Ryder Sees Natural Gas Fleet Adoption Threatening Diesel DemandBradley Olson
Ryder System Inc., the largest commercial fleet leasing company in the U.S., sees the growth of natural gas use in transportation expanding enough to affect domestic demand for diesel fuel.
Ryder is working with about 50 companies, including Sherwin-Williams Co. and Staples Inc., that are beginning to test natural gas in their trucks, Scott Perry, vice president of supply management for Miami-based Ryder, said in an interview at Bloomberg’s Houston office today. That’s up from 12 two years ago, he said.
The degree to which companies are embracing natural gas as a transportation fuel means its use will keep growing and supplant some diesel demand, Perry said. He said development of fueling stations, truck engines and lower-cost manufacturing capabilities is also rising.

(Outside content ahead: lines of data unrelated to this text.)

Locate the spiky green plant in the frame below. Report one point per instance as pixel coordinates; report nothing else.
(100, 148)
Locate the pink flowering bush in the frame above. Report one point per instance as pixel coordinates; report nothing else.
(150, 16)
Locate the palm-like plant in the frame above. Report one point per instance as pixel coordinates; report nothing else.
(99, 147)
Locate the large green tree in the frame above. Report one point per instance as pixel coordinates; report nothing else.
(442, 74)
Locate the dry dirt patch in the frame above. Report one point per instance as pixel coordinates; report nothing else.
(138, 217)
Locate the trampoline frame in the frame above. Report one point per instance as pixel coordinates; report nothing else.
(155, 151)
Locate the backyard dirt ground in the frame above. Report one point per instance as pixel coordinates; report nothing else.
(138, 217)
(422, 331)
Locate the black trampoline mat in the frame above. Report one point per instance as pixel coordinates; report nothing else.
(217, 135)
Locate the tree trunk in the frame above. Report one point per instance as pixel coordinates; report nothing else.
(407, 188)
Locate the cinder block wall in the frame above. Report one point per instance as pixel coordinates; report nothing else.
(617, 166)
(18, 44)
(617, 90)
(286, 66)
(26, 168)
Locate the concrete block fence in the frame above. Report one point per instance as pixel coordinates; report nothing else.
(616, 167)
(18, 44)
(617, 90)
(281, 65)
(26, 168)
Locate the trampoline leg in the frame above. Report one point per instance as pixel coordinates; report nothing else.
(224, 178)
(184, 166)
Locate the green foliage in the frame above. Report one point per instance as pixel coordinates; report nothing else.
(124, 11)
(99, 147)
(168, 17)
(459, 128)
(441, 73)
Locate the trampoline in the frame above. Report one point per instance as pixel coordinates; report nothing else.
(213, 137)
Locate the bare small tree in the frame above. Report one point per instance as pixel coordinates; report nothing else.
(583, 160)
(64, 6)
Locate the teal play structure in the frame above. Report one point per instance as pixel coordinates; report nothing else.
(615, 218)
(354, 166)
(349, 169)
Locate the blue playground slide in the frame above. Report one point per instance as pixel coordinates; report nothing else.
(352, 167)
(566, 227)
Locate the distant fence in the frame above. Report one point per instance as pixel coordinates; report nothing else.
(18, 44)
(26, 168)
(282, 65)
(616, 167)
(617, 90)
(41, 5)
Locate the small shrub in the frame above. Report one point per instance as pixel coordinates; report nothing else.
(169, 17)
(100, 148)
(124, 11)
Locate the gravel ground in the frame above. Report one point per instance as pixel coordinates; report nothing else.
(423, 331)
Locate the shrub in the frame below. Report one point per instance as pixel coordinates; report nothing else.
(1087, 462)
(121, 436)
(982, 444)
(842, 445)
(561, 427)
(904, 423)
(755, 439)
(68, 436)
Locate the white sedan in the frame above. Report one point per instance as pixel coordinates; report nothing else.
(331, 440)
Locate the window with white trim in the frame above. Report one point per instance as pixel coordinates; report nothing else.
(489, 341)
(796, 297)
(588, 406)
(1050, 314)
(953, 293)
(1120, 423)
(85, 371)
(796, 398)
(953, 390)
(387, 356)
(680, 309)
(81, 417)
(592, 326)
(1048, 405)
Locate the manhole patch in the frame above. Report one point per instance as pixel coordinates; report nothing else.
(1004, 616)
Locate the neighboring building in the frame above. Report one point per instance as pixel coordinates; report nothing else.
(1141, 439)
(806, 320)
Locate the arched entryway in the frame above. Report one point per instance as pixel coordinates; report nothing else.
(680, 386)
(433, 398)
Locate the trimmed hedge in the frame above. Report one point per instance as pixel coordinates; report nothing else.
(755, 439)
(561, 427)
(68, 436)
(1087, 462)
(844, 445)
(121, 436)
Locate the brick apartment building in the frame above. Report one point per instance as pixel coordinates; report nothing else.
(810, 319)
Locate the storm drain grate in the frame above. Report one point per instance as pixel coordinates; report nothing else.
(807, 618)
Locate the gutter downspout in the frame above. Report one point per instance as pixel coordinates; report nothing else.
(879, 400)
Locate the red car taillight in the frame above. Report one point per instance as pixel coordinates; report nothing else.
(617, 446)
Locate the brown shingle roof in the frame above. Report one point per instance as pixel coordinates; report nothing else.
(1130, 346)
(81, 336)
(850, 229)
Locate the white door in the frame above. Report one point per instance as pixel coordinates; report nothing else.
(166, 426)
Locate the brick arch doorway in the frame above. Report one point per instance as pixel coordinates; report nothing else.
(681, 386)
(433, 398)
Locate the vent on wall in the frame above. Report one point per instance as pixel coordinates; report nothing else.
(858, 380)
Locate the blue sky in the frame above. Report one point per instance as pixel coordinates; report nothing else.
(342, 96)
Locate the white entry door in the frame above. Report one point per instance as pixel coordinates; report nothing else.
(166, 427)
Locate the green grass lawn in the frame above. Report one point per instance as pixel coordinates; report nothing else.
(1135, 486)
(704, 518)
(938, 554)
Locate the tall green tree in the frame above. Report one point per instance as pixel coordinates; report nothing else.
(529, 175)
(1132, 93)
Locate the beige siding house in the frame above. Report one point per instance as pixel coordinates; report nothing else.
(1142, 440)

“We absolutely see that,” said Perry, who was in Houston for a symposium and an event at Rice University. ’’There are so many positive variables there’’ including abundant supply, environmental benefits and cost, he said.
Growing use of natural gas vehicles may cut global gasoline and diesel demand by 1.5 million to 4.5 million barrels a day, Martijn Rats, an analyst at Morgan Stanley in London, said in an April 16 note to clients.
Perry said builders of medium- and heavy-duty engines have told Ryder that they anticipate that 30 percent of their manufacturing capacity will move to natural gas engines in the next three to five years.
One remaining barrier to widespread adoption is the development of natural gas storage tanks for use aboard actual trucks, he said. Natural gas use in vehicles is growing most quickly in states such as California and Texas where fueling stations are being built quickly, Perry said.